15 February 2007
It’s the day before our opening. I’m spending a quiet day a couple of hours away from Leeds in a bucolic valley near Whitby, on the coast. It’s the country retreat of Sue Willmington, the brilliant costume designer who did the clothes for some of the Eight Little Greats and my recent ENO “Makropulos Case”. We took a walk down the hill this morning, greeted the neighbours’ very pregnant goats and had a fabulous lunch in a tiny pub in the tiny town of Goldsborough. And now a bit of blogging. I’m in a good mood ‘cause the final Dress Rehearsal yesterday was a pretty gratifying experience.
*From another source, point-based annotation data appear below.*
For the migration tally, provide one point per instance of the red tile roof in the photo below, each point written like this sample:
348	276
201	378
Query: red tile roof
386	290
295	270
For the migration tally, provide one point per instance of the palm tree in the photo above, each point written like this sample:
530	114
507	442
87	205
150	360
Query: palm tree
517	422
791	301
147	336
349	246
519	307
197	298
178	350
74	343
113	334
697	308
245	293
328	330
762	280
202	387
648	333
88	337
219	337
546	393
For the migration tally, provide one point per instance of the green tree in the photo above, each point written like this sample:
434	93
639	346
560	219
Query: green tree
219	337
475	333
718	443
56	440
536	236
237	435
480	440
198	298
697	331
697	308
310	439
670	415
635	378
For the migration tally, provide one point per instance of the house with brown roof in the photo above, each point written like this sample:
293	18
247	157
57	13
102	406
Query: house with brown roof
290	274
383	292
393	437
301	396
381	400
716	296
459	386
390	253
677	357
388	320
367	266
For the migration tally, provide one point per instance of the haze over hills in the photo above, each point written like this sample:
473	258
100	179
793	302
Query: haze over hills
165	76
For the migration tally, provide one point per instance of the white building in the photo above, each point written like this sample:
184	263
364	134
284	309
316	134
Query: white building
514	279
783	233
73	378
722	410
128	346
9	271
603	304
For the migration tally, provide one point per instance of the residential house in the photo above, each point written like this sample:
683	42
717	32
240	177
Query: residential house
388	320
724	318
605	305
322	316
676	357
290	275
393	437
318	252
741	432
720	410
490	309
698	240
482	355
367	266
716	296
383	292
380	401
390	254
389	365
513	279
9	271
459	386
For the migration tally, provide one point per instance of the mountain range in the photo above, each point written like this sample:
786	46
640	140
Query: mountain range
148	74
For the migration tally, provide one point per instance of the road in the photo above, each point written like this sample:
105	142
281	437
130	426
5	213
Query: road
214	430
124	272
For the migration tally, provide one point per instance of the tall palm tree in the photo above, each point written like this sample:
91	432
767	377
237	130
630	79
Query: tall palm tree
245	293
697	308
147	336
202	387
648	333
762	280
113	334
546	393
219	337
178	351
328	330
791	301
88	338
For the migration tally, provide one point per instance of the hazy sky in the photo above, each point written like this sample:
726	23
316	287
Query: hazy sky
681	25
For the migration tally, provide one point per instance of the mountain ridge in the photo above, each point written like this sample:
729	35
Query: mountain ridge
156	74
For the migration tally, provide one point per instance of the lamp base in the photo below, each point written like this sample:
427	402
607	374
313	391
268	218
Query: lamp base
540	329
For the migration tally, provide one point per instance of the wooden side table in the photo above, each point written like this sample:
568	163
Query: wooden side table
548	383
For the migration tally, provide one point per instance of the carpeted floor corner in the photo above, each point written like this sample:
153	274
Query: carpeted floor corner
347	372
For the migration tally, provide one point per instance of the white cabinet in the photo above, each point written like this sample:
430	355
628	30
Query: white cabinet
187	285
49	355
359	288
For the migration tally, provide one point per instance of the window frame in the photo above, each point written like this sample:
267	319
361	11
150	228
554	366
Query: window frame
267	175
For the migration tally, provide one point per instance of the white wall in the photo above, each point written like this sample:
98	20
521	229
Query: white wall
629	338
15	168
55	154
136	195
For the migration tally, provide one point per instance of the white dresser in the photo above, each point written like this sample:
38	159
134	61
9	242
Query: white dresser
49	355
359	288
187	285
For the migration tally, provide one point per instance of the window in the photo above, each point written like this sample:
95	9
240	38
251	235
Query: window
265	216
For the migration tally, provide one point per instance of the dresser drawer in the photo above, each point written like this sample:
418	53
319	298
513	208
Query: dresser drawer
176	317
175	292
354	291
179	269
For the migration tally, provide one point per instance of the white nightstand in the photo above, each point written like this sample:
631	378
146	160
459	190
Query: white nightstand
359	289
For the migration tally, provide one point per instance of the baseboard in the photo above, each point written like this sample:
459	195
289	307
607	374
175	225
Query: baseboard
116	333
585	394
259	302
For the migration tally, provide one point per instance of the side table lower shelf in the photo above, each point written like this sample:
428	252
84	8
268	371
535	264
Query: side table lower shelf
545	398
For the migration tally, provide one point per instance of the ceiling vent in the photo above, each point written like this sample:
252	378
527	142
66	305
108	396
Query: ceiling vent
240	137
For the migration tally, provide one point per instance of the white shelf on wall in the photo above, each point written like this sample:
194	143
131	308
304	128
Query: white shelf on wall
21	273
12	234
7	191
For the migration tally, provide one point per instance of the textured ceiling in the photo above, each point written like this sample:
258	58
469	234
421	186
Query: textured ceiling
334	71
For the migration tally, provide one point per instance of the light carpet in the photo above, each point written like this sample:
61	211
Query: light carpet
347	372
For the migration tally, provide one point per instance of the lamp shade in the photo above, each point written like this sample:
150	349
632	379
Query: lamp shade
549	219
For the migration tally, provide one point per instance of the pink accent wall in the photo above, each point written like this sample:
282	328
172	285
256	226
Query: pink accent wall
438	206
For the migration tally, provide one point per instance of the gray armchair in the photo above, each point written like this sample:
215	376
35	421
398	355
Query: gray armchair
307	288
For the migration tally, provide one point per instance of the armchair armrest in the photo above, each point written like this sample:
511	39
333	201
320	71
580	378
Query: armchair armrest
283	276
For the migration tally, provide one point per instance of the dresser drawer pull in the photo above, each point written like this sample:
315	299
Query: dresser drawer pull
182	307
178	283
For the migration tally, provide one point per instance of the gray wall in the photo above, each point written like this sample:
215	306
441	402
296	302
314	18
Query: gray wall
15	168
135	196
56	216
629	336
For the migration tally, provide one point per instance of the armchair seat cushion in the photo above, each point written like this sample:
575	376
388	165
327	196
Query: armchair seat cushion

The show came back into focus for the first time since the final run-throughs in the rehearsal room a couple of weeks back. Since then, in the sessions involving putting the show on stage, lighting it and adding the band into the mix, the cast has naturally backed off from throwing themselves into it with total abandon. And this show only works when they do just that. It’s a tricky production for the performers, very exposed and stripped-down. It’s not driven by a lot of vivid moves, scenic transformations and dramatic shifts in lighting. It casts a cold, detached light on the Orpheus story. It constantly throws out road-blocks in the way of both the cast’s and the audience’s path towards identifying emotionally with what’s going on. It doesn’t wallow in feeling but, hopefully, earns it the hard way.
Yesterday the (admittedly!) invited audience followed it with great concentration. The performers again became those people at that party, not trying to portray the events but finding themselves in the middle of them. At the note session after the rehearsal, we all felt the same exhilaration. It was, for me anyway, a pretty great feeling.